Les minorités ethniques continuent à être les premières victimes du racisme et de la discrimination, a poursuivi Mme Ferrero-Waldner. Les tragédies qui se sont produites dans l'ex-Yougoslavie ou dans la région des Grands lacs prouvent que la négation des droits des minorités est à la base des conflits armés. Les gouvernements doivent prendre des mesures adéquates pour permettre l'intégration et le respect des droits des minorités. L'Autriche a, quant à elle, établi un cadre juridique destiné à protéger et à promouvoir les groupes ethniques. Elle se prépare à ratifier la Charte européenne pour les langues régionales ou les minorités. La question du trafic des personnes, en particulier des femmes et des enfants, demande une action internationale coordonnée. La protection des victimes potentielles, l'assistance et la réintégration des victimes doit être au centre des politiques nationales et internationales. L'Autriche organise le 9 avril prochain une réunion sur la question du trafic des personnes et espère que les représentants de la communauté internationale y participeront.
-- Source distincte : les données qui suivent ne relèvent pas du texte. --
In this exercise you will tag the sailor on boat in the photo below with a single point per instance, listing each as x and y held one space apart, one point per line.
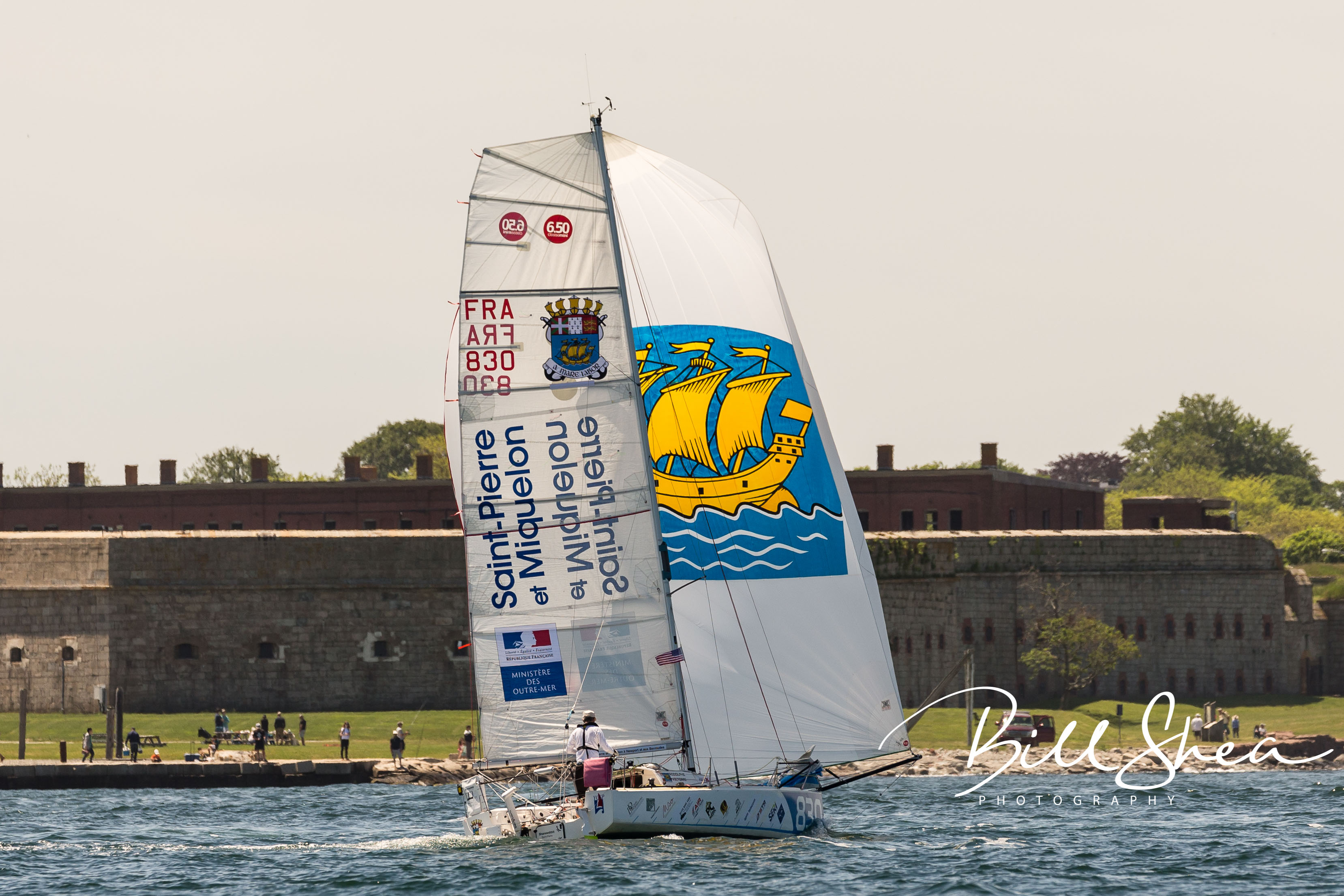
586 742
M. JOSCHKA FISCHER, Ministre des affaires étrangères de l'Allemagne, s'est félicité des progrès réalisés cette année dans le domaine des droits de l'homme. Toutefois, il a déploré les revers observés notamment au Moyen-Orient. À cet égard, il a souligné l'importance de se persuader que les peuples de la région peuvent vivre en paix et retrouver la voie de la négociation sans conditions préalables. Soulignant que la situation des droits de l'homme dans le monde est loin d'être satisfaisante, M. Fischer a souligné que des gens sont torturés et victimes de violence dans plus des deux tiers de tous les États. Les droits fondamentaux des femmes sont violés et les enfants forcés de devenir soldats. M. Fischer a également souligné qu'il n'a toujours pas été possible de combler le fossé entre riches et pauvres dans un contexte où la mondialisation reste déséquilibrée. Si l'on ne réussit pas à rééquilibrer les forces du marché en imposant des valeurs orientées vers les besoins des gens, on court le risque de nouvelles divisions, a-t-il mis en garde. Rappelant que les droits de l'homme sont indispensables pour la paix et le développement, M. Fischer a insisté sur l'indivisibilité des droits socioéconomiques et des droits politico-civils, qui sont interdépendants et également importants.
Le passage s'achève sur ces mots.